Actually this tends to happen when the load on the server is a lil too high.  The tech team was discussing this with the server guys to get some solution.  I wish i was techy enough to give you a direct answer  :Smilie:   I will ask them.

----------


## JosephP

perhaps you could get an update on the shortcut menu at the same time please?

----------


## arlu1201

Yeah sure.  The lead of the tech team has gone out on vacation but will try to get an update as soon as i can.

----------


## NBVC

Joseph, I do have an older version of IE, and it's the same issue.

Also, it happens everytime, so arlu's comment is not valid, unless the server load is "a lil too high" all the time!
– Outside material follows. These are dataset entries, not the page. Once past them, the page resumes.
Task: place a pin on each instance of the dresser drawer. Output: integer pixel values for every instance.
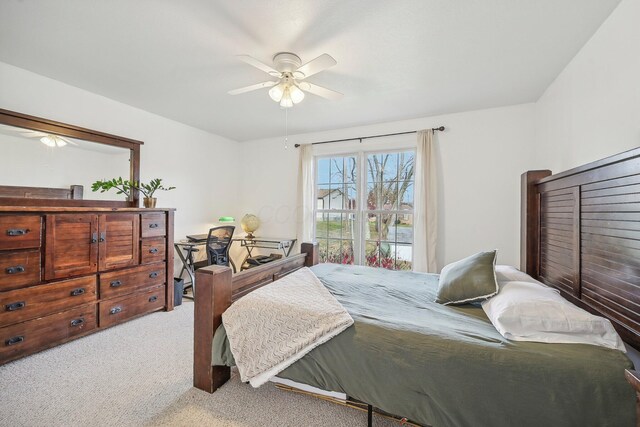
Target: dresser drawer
(28, 337)
(20, 231)
(120, 309)
(153, 250)
(19, 269)
(123, 282)
(37, 301)
(153, 225)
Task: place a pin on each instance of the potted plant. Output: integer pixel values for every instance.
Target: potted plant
(124, 186)
(148, 190)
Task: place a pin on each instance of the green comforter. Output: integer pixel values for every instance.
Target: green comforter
(448, 366)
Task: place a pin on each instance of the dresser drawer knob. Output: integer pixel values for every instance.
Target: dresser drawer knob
(17, 231)
(77, 322)
(15, 269)
(76, 292)
(16, 306)
(15, 340)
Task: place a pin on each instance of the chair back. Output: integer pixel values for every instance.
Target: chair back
(218, 244)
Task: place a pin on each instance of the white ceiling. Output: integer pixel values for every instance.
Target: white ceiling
(397, 59)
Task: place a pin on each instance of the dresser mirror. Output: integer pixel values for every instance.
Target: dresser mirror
(50, 163)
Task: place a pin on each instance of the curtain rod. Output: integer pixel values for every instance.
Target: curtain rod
(441, 128)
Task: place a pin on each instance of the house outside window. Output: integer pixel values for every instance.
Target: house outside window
(364, 208)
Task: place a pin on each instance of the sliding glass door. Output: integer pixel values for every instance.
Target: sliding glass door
(364, 209)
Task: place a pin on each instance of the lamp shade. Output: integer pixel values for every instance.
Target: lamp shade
(296, 94)
(276, 92)
(286, 101)
(53, 141)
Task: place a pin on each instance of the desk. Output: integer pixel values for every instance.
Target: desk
(278, 243)
(185, 250)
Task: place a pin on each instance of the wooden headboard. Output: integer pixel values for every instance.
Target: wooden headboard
(580, 232)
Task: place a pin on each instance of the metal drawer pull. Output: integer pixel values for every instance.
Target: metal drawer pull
(17, 231)
(15, 269)
(14, 340)
(77, 322)
(76, 292)
(16, 306)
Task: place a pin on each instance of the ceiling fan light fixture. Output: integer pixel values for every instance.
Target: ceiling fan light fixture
(296, 94)
(276, 92)
(53, 141)
(286, 101)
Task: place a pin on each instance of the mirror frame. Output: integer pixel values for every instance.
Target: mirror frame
(25, 121)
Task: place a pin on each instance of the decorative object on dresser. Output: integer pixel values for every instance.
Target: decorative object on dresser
(69, 266)
(249, 224)
(124, 186)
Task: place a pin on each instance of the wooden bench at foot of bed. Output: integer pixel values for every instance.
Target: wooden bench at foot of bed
(217, 289)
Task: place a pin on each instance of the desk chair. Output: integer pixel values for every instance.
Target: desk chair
(218, 245)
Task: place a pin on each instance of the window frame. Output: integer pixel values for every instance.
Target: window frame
(361, 211)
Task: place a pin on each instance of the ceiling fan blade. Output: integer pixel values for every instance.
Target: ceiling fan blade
(68, 141)
(33, 134)
(320, 91)
(252, 87)
(314, 66)
(259, 65)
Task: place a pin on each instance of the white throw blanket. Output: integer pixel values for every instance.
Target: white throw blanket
(272, 327)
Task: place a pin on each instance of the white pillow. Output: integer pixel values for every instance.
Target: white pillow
(527, 311)
(507, 273)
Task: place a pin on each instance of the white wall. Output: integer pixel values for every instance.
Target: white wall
(482, 154)
(592, 109)
(201, 165)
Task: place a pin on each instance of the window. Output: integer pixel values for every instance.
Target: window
(364, 209)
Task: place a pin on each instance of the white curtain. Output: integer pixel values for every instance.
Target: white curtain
(425, 205)
(306, 177)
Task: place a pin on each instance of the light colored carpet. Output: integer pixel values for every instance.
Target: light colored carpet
(140, 373)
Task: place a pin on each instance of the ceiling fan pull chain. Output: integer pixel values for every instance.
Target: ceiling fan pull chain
(286, 128)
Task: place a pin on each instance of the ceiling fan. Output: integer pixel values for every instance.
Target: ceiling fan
(290, 86)
(48, 139)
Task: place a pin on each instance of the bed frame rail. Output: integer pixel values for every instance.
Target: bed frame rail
(217, 290)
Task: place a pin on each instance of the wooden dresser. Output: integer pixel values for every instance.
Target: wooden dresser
(66, 272)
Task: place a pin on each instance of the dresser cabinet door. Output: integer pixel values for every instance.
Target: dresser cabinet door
(71, 245)
(119, 241)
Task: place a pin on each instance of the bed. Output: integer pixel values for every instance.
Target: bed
(448, 365)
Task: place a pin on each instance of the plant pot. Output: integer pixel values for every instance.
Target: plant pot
(150, 202)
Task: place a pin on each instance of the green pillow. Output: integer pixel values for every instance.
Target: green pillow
(471, 279)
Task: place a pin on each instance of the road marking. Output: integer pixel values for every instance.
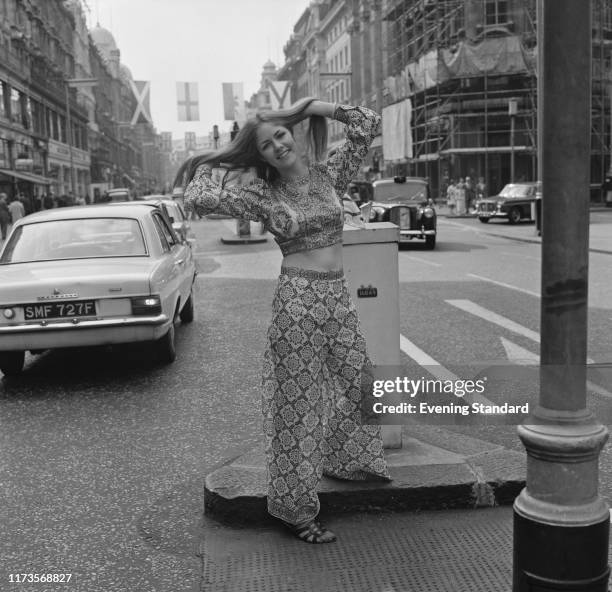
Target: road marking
(509, 254)
(493, 317)
(421, 260)
(436, 369)
(504, 285)
(523, 357)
It's very easy to get fed up of this place!

----------


## JosephP

I have tried ie8, chrome and ff15 today without having the issue but I did experience what you describe a few weeks ago-and for a few days continuously not isolated incidents-in every browser I tried. unfortunately I'm not sure what that reveals other than that it would appear not to be a server load issue unless as you say the servers have major problems! 
I wonder if it is perhaps a vB4 issue since the only other site I have had a somewhat similar issue with also happens to be a vB4 forum

----------


## Simon Lloyd

Maybe upgrading to the latest vb4.0.2 will sort the issue or at the very least installing the security patches and fixes for this version.

----------